Copying and incrementing/decrementing the copy is the only way it can be done.

复制和递增/递减副本是唯一可以完成的方法。

You can write wrapper functions to hide it (and as mentioned in answers, C++11 has std::prev/std::next which do just that (and Boost defines similar functions). But they are wrappers around this "copy and increment" operation, so you don't have to worry that you're doing it "wrong".

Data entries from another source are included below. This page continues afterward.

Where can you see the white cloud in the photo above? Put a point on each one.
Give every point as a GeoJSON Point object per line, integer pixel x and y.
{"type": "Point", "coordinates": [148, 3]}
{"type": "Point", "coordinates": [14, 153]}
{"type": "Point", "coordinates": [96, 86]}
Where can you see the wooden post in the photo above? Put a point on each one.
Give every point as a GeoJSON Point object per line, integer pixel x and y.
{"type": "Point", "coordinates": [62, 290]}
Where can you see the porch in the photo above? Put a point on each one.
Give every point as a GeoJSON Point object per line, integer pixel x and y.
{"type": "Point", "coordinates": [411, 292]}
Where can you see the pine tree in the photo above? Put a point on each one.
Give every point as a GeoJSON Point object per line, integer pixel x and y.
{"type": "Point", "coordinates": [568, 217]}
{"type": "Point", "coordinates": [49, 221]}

您可以编写包装函数来隐藏它（正如答案中提到的，C++11 有 std::prev/std::next 可以做到这一点（并且 Boost 定义了类似的函数）。但它们是围绕这个“复制和increment”操作，所以你不必担心你做错了。

Yes, since C++11 there are the two methods you are looking for called std::prevand std::next. You can find them in the iterator library.

是的，从 C++11 开始，您正在寻找两种方法，称为std::prev和std::next。您可以在迭代器库中找到它们。

Example from cppreference.com

来自 cppreference.com 的示例

#include <iostream>
#include <iterator>
#include <vector>

int main() 
{
    std::list<int> v{ 3, 1, 4 };

    auto it = v.begin();

    auto nx = std::next(it, 2);

    std::cout << *it << ' ' << *nx << '\n';
}

Output:

输出：

3 4

A simple precanned solution are priorand nextfrom Boost.utility. They take advantage of operator--and operator++but don't require you to create a temporary.

一个简单的预装解决方案是prior和next来自Boost.utility。他们利用operator--和operator++，但不要求你创建一个临时的。